Título: DERROTA DA INCLUSÃO SOCIAL
Autor: CRISTOVAM BUARQUE
Fonte: O Globo, 25/11/2006, Opinião, p. 7

Em 1998, um eleitor disse a um candidato que pleiteava a reeleição que ele tinha sido o melhor governador de seu estado, mas que não ganharia seu voto. Porque, embora considerasse seu governo ótimo, ele, pessoalmente, não tinha recebido qualquer benefício. Água, esgoto, escola, segurança tinham melhorado a vida de todos, mas não a dele próprio.

Isso explica a reeleição do presidente Lula em 2006. Ela foi uma vitória dos pobres que se identificam com ele e recebem a ajuda da Bolsa Família. Não foi uma vitória da expectativa brasileira pelo fim da pobreza. Na verdade, a opção do eleitorado indicou a vitória da persistência da pobreza, a derrota da marcha brasileira pela inclusão social, lenta marcha iniciada em 1888, com a abolição da escravidão. Vitória da pobreza porque ela se fortaleceu, ganhou mais resistência para continuar sendo a vergonha da nossa realidade social.

A população pobre venceu porque votou corretamente, segundo seus interesses, o imediatismo da renda mensal, por menor que seja. Mas a inclusão perdeu, porque essa renda é insuficiente e amarra o pobre à pobreza, mantendo-o vivo sem permitir que ele suba na vida.

Lula venceu porque o eleitor escolhe o candidato que lhe oferece um benefício: imediato, individual e provisório. A Bolsa Família é imediata e individual. Além disso, faz o beneficiário se lembrar do presidente todo fim de mês, e temer que ela seja extinta caso vença um opositor.

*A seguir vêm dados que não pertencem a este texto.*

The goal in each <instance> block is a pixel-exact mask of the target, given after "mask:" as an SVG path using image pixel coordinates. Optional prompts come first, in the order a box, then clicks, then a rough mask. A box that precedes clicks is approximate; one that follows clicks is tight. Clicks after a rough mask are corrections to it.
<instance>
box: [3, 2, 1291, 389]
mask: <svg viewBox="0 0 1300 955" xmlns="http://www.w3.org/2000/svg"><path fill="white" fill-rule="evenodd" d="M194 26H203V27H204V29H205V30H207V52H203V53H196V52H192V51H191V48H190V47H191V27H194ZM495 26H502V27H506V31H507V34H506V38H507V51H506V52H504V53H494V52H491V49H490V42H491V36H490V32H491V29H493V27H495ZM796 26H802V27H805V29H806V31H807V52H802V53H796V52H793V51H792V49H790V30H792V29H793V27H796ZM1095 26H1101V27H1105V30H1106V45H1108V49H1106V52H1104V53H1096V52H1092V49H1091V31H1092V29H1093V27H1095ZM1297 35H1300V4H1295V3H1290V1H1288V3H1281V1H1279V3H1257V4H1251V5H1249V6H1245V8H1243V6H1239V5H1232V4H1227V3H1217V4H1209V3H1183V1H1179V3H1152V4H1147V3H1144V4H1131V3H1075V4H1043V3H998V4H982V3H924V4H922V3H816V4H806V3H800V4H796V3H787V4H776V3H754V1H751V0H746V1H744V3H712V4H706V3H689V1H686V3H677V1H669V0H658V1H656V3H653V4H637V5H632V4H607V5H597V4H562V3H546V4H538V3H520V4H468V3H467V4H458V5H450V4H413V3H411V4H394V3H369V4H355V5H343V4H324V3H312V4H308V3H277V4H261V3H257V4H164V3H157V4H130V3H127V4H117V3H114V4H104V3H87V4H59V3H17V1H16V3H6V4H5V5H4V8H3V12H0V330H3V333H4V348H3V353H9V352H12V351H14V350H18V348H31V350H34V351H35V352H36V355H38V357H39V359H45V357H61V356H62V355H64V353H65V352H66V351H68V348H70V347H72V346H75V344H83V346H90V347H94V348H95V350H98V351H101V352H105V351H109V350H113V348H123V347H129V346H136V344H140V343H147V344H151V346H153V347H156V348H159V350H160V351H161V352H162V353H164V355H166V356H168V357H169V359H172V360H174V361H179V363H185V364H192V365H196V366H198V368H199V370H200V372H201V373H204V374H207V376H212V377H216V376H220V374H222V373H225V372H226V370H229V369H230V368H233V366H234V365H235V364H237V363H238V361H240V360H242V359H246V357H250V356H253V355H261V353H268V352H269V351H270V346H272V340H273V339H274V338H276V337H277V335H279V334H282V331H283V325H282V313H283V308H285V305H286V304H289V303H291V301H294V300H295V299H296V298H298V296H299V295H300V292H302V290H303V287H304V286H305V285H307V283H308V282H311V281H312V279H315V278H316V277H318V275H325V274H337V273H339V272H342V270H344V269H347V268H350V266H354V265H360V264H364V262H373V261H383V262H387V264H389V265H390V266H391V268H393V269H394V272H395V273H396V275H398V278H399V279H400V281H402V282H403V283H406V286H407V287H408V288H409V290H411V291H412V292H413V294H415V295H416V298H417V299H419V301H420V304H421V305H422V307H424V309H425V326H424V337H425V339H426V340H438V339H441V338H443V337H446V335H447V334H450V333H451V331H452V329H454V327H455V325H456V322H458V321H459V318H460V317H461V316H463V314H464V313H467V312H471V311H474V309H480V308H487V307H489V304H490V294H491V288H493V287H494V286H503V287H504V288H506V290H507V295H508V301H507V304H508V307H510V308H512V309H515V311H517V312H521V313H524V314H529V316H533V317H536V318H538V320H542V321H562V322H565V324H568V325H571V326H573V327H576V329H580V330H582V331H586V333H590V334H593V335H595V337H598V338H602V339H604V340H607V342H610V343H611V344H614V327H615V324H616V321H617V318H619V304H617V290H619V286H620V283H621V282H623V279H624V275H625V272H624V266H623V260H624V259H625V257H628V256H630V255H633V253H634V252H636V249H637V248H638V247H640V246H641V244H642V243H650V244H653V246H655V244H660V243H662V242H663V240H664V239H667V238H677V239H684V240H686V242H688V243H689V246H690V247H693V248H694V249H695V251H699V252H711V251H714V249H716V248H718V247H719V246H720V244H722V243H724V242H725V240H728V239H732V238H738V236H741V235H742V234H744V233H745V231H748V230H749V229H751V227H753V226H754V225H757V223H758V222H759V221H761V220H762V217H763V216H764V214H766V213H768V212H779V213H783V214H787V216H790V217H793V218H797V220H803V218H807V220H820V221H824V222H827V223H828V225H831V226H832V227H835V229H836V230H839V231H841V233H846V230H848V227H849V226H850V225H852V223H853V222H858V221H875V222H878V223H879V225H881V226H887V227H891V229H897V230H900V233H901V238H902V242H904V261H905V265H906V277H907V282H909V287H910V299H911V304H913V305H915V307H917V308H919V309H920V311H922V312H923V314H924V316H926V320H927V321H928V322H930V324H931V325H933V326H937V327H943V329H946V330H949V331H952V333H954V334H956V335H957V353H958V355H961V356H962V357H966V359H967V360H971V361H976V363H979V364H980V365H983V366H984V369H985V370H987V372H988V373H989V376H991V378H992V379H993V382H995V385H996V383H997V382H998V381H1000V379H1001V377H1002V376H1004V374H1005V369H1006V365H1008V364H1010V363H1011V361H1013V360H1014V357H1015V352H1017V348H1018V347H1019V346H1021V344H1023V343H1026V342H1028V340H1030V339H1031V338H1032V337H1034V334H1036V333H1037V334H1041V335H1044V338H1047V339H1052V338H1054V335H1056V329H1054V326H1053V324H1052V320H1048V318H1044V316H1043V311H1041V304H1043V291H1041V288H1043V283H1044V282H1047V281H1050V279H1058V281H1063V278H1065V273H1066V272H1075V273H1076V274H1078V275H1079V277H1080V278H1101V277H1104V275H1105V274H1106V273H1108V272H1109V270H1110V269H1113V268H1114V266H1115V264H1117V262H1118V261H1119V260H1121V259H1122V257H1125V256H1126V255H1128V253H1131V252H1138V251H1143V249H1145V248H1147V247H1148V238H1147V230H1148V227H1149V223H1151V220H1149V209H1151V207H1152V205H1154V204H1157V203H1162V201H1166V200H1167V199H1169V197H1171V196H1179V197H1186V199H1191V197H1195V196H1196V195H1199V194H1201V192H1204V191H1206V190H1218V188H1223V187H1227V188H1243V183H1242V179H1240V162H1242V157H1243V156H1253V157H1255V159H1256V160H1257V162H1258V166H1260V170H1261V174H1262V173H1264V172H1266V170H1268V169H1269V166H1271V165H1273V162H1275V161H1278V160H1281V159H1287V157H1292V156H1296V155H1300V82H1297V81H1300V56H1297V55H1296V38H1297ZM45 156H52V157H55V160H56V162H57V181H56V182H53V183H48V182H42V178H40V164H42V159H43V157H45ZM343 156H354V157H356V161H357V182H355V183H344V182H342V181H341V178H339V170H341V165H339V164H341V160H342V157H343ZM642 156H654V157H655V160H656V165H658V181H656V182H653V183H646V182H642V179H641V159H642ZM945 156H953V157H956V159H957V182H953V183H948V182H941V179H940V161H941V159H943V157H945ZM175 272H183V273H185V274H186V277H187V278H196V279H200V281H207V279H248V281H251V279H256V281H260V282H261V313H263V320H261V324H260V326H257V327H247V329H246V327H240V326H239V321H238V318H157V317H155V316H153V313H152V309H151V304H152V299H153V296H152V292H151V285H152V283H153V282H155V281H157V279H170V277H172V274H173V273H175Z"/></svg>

O eleitor a considera um benefício diretamente ligado ao presidente; uma ajuda, não um direito.

A bandeira da revolução na educação, por exemplo, que aboliria a pobreza, e serviria ao povo e à Nação, não pareceu uma vitória dos pobres nem sensibilizou o eleitor. Porque seu efeito é distante, e não imediato; seu benefício é generalizado, e não individual; e, acima de tudo, não há como identificar o grande benfeitor.

A proposta de colocar água e esgoto em todas as casas também é distante no tempo, também não é um benefício individual, parece uma simples obrigação governamental. Além disso, seis meses depois, ninguém se lembra do prefeito, do governador ou do presidente que inaugurou a obra.

O eleitor pobre acerta do ponto de vista da sua lógica individual, mas o povo perde no que diz respeito ao projeto de nação. Essa vitória do eleitor contra o povo mostra a dificuldade política de se implantar um projeto nacional que vise à eliminação da pobreza. Porque esse projeto não seria atraente para os eleitores.

O eleitor vota em quem melhora a sua vida, não em que melhora o seu país, mesmo que a segunda opção resolva seu problema definitivamente, coletivamente.

Se tivesse erradicado o analfabetismo, iniciado uma revolução na educação de base, colocado água e esgoto em todas as casas, erradicado a pobreza, Lula ficaria na história, mas talvez não se reelegesse. Essa é a contradição entre política e estadismo, entre os interesses do eleitor e do povo, entre o interesse individual e coletivo, o curto e o longo prazo, generosidade e revolução. Lula é generoso e solidário com a população pobre, e mereceu a votação que recebeu. Mas é um presidente conservador, não tem vigor transformador. Sua generosidade é de direita. Garantir o atendimento imediato aos pobres com um olhar de candidato, e não de estadista, amarra-os à pobreza, e o Brasil à desigualdade.

O Brasil precisa de um governo que seja não apenas generoso e solidário com os pobres, mas também progressista. Que realmente inicie uma revolução para eliminar a pobreza e promover a inclusão.

CRISTOVAM BUARQUE é senador (PDT-DF).